The International Year of Astronomy was commemorated at the Royal Australian Mint by the release of the twenty cent, Year of Astronomy in 2009. The initiative also commemorates the 400th anniversary of Galileo Galilei's first telescope observations of the night sky (, 2009) .

The reverse shows the artists impression of three people looking at the stars through telescopes. It contains the legend INTERNATIONAL YEAR OF ASTRONOMY and the denomination 20. It was designed by Wojciech Pietranik. The obverse features an Ian Rank-Broadley portrait of HM Queen Elizabeth II, right-facing with tiara and earrings. It includes the legend ELIZABETH II AUSTRALIA 2009.

The Meteorite was chosen for the International Year of Astronomy and the segments depicted in the coin were part of the Campo del Cielo (field of heaven) meteorite shower. This meteorite shower fell to Earth around 4,000 years ago in the area of Buenos Aires, Argentina. The shower composition was of mainly iron with traces of nickel, cobalt and phosperous. There are many meteor showers falling to Earth, one of which is The Geminids. This meteor shower is debris from an extinct comet, and is considered the most spectacular of the annual meteor showers, though they are often overshadowed by the Perseids shower, which occurs during August. At its peak The Geminids can reach up to 100 meteors an hour, and are sometimes colourful. Geminids are also known for their fireball meteors. A universal effort to enable citizens worldwide to explore the universe was initiated by the International Astronomical Union (IAU) and UNESCO. The aforementioned organisations enabled The International Year of Astronomy 2009 to encourage citizens to examine their place in the Universe utilising both the day and night-time sky, and enlist astronomy with an intimacy of fascination and realisation to attain further knowledge.

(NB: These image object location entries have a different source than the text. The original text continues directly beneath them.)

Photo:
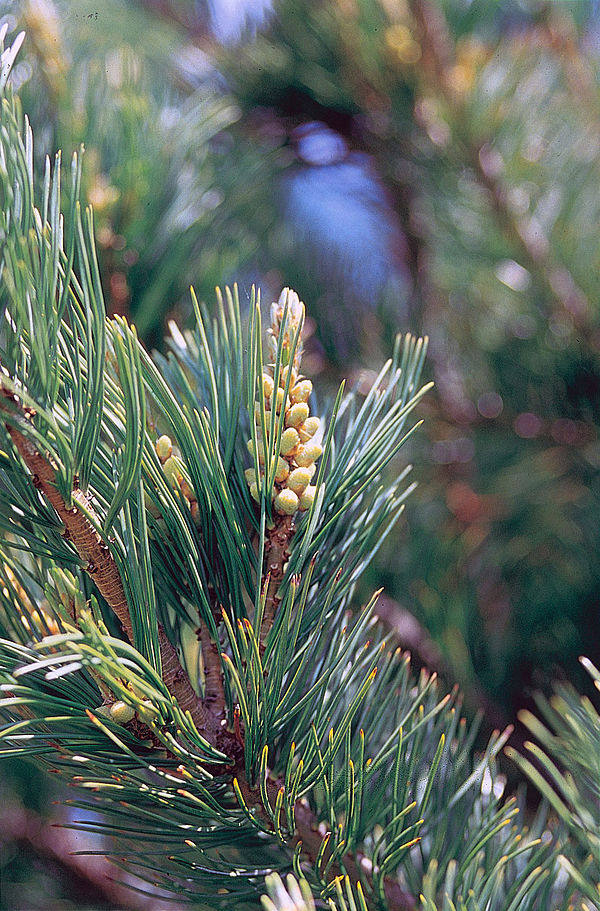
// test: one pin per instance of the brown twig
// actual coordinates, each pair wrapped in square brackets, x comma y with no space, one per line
[276,555]
[101,566]
[214,695]
[103,570]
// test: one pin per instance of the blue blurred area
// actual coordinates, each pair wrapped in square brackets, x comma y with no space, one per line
[338,211]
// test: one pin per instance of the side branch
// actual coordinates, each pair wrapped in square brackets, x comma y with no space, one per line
[101,567]
[208,717]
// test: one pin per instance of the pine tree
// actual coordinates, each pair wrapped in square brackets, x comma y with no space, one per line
[182,543]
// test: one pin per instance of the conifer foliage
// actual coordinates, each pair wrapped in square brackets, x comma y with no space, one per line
[181,541]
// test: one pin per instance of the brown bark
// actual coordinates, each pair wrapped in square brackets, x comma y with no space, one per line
[276,555]
[102,568]
[104,572]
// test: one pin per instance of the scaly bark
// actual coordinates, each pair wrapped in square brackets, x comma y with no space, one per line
[101,566]
[103,570]
[276,555]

The vision of The International Year of Astronomy 2009 was to enable every person to become aware of the impact of astronomy and all sciences on our daily activities. Through this scientific knowledge it was hoped all could see how it contributed and furthered an unbiased and harmonious civilization. It was further hoped that unions between licensed and qualified as well as the amateur astronomer would be brought forth. In Long Beach, California, at the winter meeting of the American Astronomical Society, The U.S. International Year of Astronomy 2009 commenced on January 6, 2009.

Through utilisation of the world's oldest telescope at the Cincinnati Observatory, viewing of The Pleiades Star Cluster was sent over the web. Also known as the "Seven Sisters", light from The Pleiades star cluster takes approximately 400 years to reach Earth. Therefore, the photons of light that were viewed were almost identical to that viewed by Galileo with his first telescope. Pompea and members of the International Year of Astronomy team also worked with present day astronomers and optics experts to construct an economical telescope that could be built by kids with ease. The optics needed to be easy to assemble but still allowing kids to see the rings of Saturn. The scope also had allowed city-dwellers to view bright objects regardless of their lack of dark skies due to electric city lighting during the night. The result was the Galileoscope. The colourful plastic pieces allowed the children to conduct optics observations while putting assembling their scopes. The telescopes were available for a nominal fee per scope. "Our particular goal is to get millions of people to look through a telescope for the first time," Pompea said. It was a momentous proposal to produce thousands of inexpensive high-performance telescopes that would allow amateur citizens, especially children, to embrace their initial inspiring glance at the heavens.

The initiative also celebrates the 400th anniversary of Galileo Galilei's first telescope observation of the night sky. Galileo did not invent the telescope. He designed and built telescopes with exceedingly powerful resolution and grandeur for his personal use and some of his clients. Galileo's telescopes gained notoriety for their superb and magnificent characteristics. The idea that the Earth and the planets revolved around the Sun was given credence after examinations with Galileo's telescope. Numerous stars in the Milky Way and other areas were also noted. A world of stars reaching out to possibly infinity or to some place of massive radius was not viewed.